This case only demonstrates anew the wisdom of the general rule that public officials, whose duty it is to carry out statutory directions, should not be permitted to raise the constitutionality of statutes. People v. Leddy, 53 Colo. 109, 111, 123 Pac. 824. As said in Ames v. The People, supra:

“The reasons for this rule are apparent. Public policy and public necessity require prompt and efficient action from such officers, and when intrusted with the assessment of taxes and the collection and disbursement of the revenue, they have no right to refuse to perform ministerial duties prescribed by law because of any apprehension On their part that others may be injuriously affected by it, or that the statute prescribing such duties may be unconstitutional. ”

The duties of respondent, after his assessment rolls had been delivered to the county commissioners, and his abstract transmitted to the tax commission, were purely ministerial.

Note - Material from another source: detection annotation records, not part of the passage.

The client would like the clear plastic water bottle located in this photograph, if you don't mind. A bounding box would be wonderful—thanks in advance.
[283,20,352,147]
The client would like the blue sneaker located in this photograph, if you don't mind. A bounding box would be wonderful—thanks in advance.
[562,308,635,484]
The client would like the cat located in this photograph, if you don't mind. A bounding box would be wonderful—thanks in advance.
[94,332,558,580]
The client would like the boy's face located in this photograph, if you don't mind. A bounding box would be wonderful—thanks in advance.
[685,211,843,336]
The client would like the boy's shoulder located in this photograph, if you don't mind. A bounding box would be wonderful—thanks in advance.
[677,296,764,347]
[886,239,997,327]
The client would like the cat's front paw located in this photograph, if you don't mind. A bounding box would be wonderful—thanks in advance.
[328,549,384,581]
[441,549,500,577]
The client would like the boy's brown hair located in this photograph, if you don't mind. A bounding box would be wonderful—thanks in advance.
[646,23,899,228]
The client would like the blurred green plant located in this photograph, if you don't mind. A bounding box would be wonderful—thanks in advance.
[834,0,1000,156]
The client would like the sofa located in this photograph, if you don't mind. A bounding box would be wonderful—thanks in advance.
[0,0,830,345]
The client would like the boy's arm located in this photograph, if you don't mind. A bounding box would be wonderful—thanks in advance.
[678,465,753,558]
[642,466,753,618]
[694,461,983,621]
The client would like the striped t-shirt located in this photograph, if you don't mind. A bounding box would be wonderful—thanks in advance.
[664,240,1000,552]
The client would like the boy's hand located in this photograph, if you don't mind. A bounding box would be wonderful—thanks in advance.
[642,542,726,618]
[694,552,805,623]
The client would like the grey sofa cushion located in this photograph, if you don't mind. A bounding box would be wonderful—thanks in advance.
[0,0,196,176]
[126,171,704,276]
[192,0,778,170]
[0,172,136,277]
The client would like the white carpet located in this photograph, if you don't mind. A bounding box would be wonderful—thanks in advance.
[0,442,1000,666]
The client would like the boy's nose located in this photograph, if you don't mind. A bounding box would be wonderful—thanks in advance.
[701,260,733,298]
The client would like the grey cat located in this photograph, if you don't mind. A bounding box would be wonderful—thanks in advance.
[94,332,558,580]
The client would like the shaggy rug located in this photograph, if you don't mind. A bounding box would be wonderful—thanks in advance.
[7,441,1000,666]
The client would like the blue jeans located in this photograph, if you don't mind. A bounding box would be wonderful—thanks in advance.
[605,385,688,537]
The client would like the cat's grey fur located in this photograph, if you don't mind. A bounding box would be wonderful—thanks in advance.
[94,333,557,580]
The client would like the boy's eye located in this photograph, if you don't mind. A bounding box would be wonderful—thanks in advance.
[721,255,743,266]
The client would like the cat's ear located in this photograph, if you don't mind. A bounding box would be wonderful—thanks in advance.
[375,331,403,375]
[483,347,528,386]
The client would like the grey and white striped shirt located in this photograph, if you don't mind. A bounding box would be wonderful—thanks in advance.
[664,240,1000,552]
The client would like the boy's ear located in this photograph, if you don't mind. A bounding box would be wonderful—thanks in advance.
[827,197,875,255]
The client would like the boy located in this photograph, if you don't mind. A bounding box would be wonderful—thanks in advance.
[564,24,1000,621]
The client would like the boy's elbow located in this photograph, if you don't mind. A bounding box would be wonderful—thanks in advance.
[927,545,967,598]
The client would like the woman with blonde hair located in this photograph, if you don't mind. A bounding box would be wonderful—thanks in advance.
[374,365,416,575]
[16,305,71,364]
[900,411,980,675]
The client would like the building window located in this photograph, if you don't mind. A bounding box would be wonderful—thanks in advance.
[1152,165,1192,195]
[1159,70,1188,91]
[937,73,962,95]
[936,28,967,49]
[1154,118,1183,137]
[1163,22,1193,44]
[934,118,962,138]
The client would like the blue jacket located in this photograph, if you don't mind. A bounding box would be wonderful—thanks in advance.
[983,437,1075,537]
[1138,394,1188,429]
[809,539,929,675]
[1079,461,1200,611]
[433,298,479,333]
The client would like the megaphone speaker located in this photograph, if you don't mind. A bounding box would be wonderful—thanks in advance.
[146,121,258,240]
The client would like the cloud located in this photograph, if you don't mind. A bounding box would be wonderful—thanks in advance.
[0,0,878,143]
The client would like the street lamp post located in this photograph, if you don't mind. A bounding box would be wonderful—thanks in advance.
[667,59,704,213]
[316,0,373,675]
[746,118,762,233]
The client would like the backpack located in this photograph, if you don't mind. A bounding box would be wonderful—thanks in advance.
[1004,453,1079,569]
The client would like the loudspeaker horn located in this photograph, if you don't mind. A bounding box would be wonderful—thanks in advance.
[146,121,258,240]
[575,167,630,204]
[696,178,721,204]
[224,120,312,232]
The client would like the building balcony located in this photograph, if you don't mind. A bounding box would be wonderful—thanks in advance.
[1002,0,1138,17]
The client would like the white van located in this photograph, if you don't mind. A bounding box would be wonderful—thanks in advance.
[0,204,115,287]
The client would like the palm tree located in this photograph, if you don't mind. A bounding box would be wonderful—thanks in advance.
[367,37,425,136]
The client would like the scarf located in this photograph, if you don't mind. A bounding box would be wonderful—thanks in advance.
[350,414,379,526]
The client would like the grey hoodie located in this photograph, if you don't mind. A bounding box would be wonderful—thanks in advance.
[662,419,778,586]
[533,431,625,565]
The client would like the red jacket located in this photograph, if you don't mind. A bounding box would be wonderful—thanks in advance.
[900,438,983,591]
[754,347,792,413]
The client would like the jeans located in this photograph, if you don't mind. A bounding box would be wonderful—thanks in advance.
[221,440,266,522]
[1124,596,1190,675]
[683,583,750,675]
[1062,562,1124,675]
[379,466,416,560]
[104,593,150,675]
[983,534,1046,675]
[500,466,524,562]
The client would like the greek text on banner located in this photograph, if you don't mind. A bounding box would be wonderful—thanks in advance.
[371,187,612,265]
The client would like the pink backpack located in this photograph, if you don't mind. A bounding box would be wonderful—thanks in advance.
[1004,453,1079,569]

Denver v. Pitcher, 54 Colo. 203, 129 Pac. 1015, Whatever confusion has arisen, or may arise, in *384the extension and collection of taxes growing out of the questions here involved, and whatever injustice exists between individual taxpayers, if any, by the assessment under consideration, must be attributed, ultimately, to the fact that local public officers have failed and refused to obey the mandate of the entire people of the state expressed through, and directed by, their legislative will. And were it not that the questions here determined are publici juris, we probably would'not have permitted respondent to present the alleged unconstitutionality of the statute set up in his return to the alternative writ. We are of the opinion that the tax commission acted within the authority conferred upon it by statute, and that the statute, as to the matters here involved, is valid. The alternative writ should, therefore, be made absolute, and it is so ordered.

Decision en banc.

Mr. Justice Gabbert, Mr. Justice Hill and Mr. Justice Garrigues dissenting.